Le collectif des Morts de la rue a rendu public, ce lundi 2 juin, un décompte provisoire faisant état d'au moins 929 décès de personnes « sans chez-soi » survenus en France au cours de l'année 2025. Ce chiffre, qui pourrait encore évoluer, marque une augmentation par rapport à l'année précédente, où 912 morts avaient été recensées.

Dans un communiqué, l'organisation alerte sur une tendance « qui continue d'augmenter années après années ». Elle souligne que derrière ces statistiques se trouvent des vies marquées par la précarité et l'exclusion, et appelle les pouvoirs publics à une prise de conscience plus large.

Des données encore incomplètes

Ce bilan provisoire est établi à partir de remontées d'information issues de différents réseaux associatifs et de signalements citoyens. Le collectif précise que le nombre réel de décès est probablement plus élevé, de nombreuses morts de personnes sans domicile fixe n'étant pas recensées comme telles. L'absence de statistiques officielles exhaustive sur le sujet est régulièrement dénoncée par les associations.
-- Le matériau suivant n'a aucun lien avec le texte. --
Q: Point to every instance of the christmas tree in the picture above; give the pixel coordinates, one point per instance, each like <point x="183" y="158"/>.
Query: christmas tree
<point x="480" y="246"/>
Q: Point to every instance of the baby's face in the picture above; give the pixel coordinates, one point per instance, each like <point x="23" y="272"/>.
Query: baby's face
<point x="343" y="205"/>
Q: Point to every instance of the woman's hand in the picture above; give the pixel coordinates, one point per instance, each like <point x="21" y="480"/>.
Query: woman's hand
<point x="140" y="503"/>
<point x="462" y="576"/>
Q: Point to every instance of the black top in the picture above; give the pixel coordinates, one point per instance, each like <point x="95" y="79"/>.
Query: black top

Les causes de ces décès sont variées : maladies liées aux conditions de vie dans la rue, hypothermie en période hivernale, accidents, violences, ou encore manque d'accès aux soins. Le collectif insiste sur le caractère évitable de nombreuses morts si les politiques de logement et de soutien social étaient renforcées.

Un hommage prévu à Paris

Pour marquer la mémoire de ces disparus, une cérémonie d'hommage doit se tenir ce mardi 3 juin à Paris. Organisée par le collectif avec le soutien de plusieurs associations de solidarité, cette journée de recueillement vise à « rendre visibles ceux que la société ne voit plus », selon les organisateurs. Des lectures de noms et des dépôts de fleurs sont programmés dans plusieurs lieux de la capitale.
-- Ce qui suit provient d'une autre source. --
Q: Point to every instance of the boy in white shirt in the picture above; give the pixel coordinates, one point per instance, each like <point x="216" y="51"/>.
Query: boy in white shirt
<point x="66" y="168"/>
Cette initiative s'inscrit dans le cadre des actions régulières du collectif pour interpeller les pouvoirs publics et sensibiliser l'opinion à la grande précarité. Les participants espèrent que ce rassemblement contribuera à maintenir la pression sur le gouvernement en matière de droit au logement et d'accompagnement social.

Un phénomène structurel

La hausse continue du nombre de morts de la rue, année après année, interroge sur l'efficacité des politiques menées. Les associations pointent du doigt un manque chronique de places d'hébergement d'urgence, des difficultés d'accès aux soins pour les plus démunis, et une insuffisance de moyens alloués à la prévention.

Alors que le gouvernement a récemment annoncé des mesures pour lutter contre le sans-abrisme, les organisations de terrain estiment que les moyens déployés restent à la hauteur du défi. Le collectif des Morts de la rue appelle à une « mobilisation générale » et à un changement de paradigme, où la dignité des personnes sans abri serait placée au cœur des politiques publiques.

Ce nouveau décompte provisoire, bien que partiel, confirme la persistance d'une crise humanitaire silencieuse dans les rues de France. Alors que le pays s'apprête à rendre hommage à ces 929 vies perdues, la question de la prévention et de l'action reste plus que jamais d'actualité.